Asked by plaintiffs’ attorney James Bromley, “Would it be a big deal for you if someone under your supervision told a patient that homosexuality is a disorder?” she said, “It most certainly would be.”

In further questioning, Bromley asked the psychiatrist to comment on various treatment techniques his clients allege they were subjected to by counselors and life coaches affiliated with the JONAH program.

She said instructing someone to beat a pillow with a tennis racket while pretending to attack his mother was not an acceptable treatment manner “in my experience” and had the potential to harm a patient. She said it would “most certainly” lead to disciplinary action by the APA.
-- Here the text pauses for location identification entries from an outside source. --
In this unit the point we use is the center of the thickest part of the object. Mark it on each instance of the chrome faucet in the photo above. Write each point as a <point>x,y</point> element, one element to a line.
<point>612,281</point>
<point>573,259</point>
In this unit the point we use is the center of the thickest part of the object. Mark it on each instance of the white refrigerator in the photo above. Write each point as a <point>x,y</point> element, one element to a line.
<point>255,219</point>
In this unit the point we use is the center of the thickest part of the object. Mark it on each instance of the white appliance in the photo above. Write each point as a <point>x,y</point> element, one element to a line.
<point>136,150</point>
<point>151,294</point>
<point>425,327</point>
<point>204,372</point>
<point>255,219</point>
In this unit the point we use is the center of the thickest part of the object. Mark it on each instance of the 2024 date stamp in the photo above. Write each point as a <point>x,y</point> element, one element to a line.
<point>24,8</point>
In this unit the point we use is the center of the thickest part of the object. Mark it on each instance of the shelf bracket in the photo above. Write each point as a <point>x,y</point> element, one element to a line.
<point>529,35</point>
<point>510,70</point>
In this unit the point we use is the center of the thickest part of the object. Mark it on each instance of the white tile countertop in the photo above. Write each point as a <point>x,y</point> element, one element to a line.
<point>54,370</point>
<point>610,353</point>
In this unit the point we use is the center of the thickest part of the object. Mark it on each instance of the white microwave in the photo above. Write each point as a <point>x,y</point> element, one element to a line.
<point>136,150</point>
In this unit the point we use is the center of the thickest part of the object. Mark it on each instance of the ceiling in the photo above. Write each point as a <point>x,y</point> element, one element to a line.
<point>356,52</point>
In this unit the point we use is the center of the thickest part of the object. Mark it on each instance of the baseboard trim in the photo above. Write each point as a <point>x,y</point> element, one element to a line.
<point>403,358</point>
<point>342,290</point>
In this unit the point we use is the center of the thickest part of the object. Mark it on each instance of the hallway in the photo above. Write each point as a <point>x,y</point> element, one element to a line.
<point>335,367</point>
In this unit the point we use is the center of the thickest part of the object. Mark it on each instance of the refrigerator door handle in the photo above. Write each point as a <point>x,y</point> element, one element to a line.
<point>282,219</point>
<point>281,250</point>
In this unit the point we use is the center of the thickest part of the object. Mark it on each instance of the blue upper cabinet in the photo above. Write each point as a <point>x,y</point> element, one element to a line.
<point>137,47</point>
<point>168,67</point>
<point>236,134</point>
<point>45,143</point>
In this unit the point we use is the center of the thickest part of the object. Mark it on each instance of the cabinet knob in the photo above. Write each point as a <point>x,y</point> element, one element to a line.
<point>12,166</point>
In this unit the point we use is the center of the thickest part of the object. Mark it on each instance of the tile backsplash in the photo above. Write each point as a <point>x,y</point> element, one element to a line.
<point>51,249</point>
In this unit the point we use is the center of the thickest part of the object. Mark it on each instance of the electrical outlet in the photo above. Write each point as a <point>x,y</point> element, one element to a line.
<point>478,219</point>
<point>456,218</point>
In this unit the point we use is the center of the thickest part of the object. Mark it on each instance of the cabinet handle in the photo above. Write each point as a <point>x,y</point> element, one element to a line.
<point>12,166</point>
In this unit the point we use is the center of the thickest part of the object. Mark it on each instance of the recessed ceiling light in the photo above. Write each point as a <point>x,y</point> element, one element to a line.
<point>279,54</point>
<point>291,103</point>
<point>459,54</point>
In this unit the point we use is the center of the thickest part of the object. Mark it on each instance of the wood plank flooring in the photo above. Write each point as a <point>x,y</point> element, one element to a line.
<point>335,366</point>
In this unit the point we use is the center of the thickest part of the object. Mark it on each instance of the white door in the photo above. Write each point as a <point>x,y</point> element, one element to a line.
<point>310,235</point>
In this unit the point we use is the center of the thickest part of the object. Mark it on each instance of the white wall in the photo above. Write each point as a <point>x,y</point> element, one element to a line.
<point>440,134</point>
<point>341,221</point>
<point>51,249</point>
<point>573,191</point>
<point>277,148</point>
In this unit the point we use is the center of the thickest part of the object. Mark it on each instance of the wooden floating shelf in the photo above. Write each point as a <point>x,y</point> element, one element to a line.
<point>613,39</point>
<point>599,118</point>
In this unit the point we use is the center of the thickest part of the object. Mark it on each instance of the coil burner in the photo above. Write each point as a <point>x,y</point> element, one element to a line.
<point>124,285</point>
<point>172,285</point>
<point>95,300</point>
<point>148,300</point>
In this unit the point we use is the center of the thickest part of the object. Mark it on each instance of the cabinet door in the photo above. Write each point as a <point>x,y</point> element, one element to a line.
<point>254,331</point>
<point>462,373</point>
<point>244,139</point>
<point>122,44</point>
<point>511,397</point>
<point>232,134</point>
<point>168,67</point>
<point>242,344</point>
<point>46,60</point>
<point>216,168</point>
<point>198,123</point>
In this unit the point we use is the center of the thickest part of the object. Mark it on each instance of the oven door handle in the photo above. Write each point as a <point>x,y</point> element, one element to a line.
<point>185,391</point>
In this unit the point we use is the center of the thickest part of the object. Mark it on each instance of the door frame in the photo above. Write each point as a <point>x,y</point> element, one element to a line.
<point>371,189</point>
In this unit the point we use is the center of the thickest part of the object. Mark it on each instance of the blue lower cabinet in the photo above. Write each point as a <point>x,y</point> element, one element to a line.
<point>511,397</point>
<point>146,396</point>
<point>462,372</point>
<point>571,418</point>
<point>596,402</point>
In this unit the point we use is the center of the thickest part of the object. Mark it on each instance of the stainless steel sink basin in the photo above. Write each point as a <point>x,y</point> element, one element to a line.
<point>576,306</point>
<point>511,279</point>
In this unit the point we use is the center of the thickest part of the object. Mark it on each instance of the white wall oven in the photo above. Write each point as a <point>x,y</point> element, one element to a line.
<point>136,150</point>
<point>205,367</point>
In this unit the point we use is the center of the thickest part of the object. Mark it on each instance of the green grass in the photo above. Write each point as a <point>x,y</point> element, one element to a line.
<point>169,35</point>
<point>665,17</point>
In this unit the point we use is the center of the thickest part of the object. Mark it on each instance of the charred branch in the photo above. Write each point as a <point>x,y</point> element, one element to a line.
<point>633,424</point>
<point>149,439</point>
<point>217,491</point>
Asked whether “directing clients to hurl homophobic insults at one another” was an appropriate treatment, she said, “it would be potential grounds for expulsion” from the professional organization she once headed.

Questioned as to whether directing clients to remove clothing during an individual or group session was acceptable therapy, Berkowitz said, “most absolutely not.” She said it could also harm patients, “and would be grounds for expulsion.”

On cross-examination, she was asked by defense attorney Charles LiMandri, whether an “unlicensed counselor –say a minister or a priest or a rabbi” is bound by the APA’s code of ethics.

“No, but I hope they would be,” she responded.

LiMandri also asked whether offering counseling to “someone seeking out counseling based on their religious view wouldn’t necessarily be violating any ethical rule,” Berkowitz said “I assume not, but in terms of conversion therapy it is quite explicit.”

“Doctor, do you believe patients have a right to self-determination of the type of treatment they get?” he asked.

“Certainly,” she responded.

“If they were to come to you and say they want to overcome conditions in their lives and say they want to get married and have a family, you wouldn’t try to deter them from those goals? asked LiMandri.

“No, of course not,” she answered.

“Do you believe if someone wants to change their identity from homosexual or heterosexual or heterosexual to homosexual, they should have the right to do so?”

“I don’t know that I look at it so much as a right, but I would say those things are possible,” she said.

A day earlier, plaintiff Chaim Levin told the jury that at a weekend therapy session JONAH participants “reenacted a scene from my childhood abuse,” in which an older cousin demanded oral sex.

Levin said rabbis and representatives of JONAH told him that the abuse had caused him to become gay.

“How was it explained that the process of reenacting your childhood sexual abuse would change your orientation from gay to straight?” he was asked

“Something about getting in touch with my real emotions,” he answered.